Respirators are not convenient; they create discomfort and inhibit communication. The reduction of the field of view due to respirator use leads to an increase in the risk of accidents. Respirators also reinforce overheating at high air temperature. In real-world conditions, these deficiencies often lead to workers removing their respirators periodically, further reducing the efficacy of the respirator. In addition, respirators only protect workers against harmful substances entering the body through the respiratory system, whereas pollutants frequently also enter the body through the skin.
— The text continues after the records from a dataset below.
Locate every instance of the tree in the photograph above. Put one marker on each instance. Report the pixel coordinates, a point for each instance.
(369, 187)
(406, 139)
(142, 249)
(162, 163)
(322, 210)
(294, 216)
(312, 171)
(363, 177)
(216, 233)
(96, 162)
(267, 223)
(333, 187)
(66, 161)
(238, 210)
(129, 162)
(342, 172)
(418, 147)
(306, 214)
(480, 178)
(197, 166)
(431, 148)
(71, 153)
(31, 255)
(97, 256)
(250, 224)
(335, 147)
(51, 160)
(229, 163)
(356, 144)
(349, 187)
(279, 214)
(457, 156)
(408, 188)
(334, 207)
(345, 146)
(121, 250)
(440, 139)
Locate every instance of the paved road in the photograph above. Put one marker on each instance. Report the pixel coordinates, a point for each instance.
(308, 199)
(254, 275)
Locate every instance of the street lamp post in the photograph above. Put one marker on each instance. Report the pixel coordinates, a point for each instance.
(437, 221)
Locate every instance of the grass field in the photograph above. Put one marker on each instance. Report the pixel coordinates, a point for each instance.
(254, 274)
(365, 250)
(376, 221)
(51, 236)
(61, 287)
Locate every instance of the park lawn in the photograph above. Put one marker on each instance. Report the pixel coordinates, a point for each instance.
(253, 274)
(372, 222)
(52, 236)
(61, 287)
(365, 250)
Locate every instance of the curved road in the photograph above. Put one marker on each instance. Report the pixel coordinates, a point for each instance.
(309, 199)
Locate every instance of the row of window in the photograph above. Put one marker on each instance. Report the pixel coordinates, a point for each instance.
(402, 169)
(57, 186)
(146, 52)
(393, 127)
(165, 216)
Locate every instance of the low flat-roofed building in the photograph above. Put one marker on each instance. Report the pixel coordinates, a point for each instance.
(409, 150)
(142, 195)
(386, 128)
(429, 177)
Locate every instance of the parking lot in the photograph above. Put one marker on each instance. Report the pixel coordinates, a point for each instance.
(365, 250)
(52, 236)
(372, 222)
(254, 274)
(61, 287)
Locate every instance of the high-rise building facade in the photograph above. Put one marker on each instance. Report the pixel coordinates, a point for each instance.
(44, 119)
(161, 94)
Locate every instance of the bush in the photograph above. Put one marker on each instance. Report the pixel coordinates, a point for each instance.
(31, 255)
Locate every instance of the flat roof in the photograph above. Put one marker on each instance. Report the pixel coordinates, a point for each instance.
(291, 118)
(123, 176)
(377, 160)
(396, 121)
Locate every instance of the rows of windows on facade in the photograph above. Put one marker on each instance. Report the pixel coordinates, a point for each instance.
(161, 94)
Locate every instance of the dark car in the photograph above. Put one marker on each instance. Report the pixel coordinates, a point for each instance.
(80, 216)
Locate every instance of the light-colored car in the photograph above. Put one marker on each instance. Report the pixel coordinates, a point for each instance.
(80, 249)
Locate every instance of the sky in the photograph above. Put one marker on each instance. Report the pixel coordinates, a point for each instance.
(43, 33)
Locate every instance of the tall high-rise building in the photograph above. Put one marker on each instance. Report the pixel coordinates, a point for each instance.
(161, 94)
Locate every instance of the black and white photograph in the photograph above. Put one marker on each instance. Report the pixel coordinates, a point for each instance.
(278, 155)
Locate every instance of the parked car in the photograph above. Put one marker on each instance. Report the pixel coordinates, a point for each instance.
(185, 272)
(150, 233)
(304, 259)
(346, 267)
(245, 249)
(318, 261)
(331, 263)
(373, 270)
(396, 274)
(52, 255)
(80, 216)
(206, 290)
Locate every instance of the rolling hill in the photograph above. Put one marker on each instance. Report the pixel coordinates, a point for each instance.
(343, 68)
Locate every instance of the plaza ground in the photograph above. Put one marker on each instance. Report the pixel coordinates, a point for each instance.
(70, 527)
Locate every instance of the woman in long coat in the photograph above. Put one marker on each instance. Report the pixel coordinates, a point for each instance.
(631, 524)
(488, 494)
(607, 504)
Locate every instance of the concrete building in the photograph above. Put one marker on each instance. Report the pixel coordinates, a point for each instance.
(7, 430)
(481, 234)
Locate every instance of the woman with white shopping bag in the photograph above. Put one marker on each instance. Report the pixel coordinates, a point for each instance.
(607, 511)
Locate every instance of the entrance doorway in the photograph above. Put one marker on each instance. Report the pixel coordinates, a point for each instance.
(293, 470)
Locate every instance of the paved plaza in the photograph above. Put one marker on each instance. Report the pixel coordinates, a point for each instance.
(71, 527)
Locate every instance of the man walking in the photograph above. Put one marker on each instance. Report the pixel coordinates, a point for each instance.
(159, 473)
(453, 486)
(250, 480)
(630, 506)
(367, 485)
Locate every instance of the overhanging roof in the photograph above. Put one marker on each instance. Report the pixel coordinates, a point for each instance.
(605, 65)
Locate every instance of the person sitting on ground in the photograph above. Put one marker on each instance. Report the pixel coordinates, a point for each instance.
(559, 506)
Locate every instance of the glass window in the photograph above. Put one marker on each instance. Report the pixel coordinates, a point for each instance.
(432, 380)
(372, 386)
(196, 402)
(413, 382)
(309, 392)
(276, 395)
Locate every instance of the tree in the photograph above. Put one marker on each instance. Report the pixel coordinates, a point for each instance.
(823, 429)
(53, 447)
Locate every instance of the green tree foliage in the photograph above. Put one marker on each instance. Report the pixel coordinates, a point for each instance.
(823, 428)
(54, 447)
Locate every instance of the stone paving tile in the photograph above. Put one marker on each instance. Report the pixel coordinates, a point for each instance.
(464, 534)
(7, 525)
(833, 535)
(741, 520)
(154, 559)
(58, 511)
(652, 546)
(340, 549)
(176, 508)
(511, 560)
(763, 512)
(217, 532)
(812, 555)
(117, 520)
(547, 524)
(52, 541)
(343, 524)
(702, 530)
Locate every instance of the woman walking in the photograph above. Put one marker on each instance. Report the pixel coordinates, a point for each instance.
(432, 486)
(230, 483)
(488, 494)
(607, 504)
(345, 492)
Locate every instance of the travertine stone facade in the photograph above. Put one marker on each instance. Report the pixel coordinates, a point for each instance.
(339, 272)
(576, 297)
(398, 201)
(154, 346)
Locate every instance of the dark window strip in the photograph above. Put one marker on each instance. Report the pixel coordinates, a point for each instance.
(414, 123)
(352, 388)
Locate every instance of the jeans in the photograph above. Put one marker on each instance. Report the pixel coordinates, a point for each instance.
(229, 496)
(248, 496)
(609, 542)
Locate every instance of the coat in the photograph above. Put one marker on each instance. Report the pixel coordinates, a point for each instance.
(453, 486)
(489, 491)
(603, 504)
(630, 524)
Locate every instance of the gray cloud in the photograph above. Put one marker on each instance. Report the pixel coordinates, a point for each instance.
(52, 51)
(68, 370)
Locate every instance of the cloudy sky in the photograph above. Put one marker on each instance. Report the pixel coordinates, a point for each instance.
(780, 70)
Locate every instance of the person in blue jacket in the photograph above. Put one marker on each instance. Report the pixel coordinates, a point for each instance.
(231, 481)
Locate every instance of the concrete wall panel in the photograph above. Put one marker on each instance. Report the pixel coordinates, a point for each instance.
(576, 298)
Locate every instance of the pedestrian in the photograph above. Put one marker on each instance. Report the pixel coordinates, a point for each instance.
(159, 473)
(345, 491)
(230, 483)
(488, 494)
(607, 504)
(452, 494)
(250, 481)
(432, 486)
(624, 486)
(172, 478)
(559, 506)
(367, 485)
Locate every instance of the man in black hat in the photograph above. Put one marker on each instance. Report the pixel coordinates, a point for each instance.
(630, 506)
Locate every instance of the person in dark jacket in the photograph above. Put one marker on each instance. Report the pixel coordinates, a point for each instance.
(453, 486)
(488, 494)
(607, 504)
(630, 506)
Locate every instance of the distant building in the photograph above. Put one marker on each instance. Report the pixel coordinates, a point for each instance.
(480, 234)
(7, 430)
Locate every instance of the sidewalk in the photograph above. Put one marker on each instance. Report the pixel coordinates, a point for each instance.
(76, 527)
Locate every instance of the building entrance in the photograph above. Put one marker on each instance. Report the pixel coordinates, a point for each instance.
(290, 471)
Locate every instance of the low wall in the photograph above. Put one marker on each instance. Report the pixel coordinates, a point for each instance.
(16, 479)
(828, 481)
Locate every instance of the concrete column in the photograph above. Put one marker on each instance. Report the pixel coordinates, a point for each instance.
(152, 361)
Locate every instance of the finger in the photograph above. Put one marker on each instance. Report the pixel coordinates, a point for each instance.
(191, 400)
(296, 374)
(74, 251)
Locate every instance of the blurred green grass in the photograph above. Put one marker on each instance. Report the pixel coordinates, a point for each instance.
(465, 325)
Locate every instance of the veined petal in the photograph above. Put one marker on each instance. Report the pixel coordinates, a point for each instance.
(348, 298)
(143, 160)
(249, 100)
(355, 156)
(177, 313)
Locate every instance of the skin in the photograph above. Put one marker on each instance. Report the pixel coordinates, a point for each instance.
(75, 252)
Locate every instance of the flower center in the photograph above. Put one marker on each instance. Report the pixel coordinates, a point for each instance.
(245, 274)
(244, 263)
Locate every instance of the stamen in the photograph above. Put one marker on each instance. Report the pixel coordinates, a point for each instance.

Respirators thus cannot be used as substitutes for other measures that reduce the impact of air pollution on workers. However, if the respiratory system is the main way that harmful substances enter the body, and if other means of protection do not reduce the impact to an acceptable value, respirators may be a useful supplement. To maximize effectiveness, the type of respirator should be selected for the specific situation, masks should be chosen for employees personally, and workers should be trained to use the respirator effectively.

== Reduction in permissible exposure limits ==
Legislation in industrialized countries establishes limitations on the use of all types of respirators, taking into account the results of field trials of efficacy. The permissible exposure limit [PEL] for several types of respirators was reduced. For example, for negative pressure air-purifying respirators with full face mask and high-efficiency filters, the limits were reduced from 500 PEL to 50 PEL (USA), and from 900 OEL to 40 OEL (UK); for powered air-purifying respirators with a loose-fitting facepiece (hood or helmet), limits were reduced from 1000 PEL to 25 PEL (USA); for powered air-purifying respirators with half mask, limits were reduced from 500 PEL to 50 PEL (USA); for supplied air respirators with full face mask and continuous air supply mode, limits were reduced from 100 OEL to 40 OEL (UK); for self-contained breathing apparatus respirators with air supply on demand, limits were reduced from 100 PEL to 50 PEL (USA). Filtering facepieces and negative pressure half-mask respirators were limited to 10 PEL in the USA.

Table. Requirements for protection factors for different types of respirators before and after workplace testing
| Respirator type, country | Requirements for protection factor for certification (2013) | Permissible exposure limits prior to workplace testing (year) | Permissible exposure limits after workplace testing (2013) | Minimum values of measured workplace protection factors |
| PAPR with helmet, USA | > 250 000 | up to 1000 PEL | up to 25 PEL | 28, 42 ... |
| Negative pressure air-purifying respirator with full face mask, USA | > 250 000 | up to 100 PEL (1980) | up to 50 PEL | 11, 16, 17 ... |
| Negative pressure air-purifying respirator with full face mask, UK | > 2000 (for gases) or >1000 (for aerosols) | up to 900 OEL (1980) | up to 40 OEL |
| Negative pressure air-purifying respirator with half mask facepiece, USA | > 25 000 | up to 10 PEL (since the 1960s) |  | 2.2, 2.8, 4 ... |
| Self-contained breathing apparatus with air supply on demand, USA | > 250 000 | up to 1000 PEL (1992) | up to 50 PEL | Monitoring showed low efficiency for carbon monoxide exposure |

The National Institute for Occupational Safety and Health of the USA now requires the manufacturers of high-performance RPE to perform testing at representative workplaces as a requirement for certification.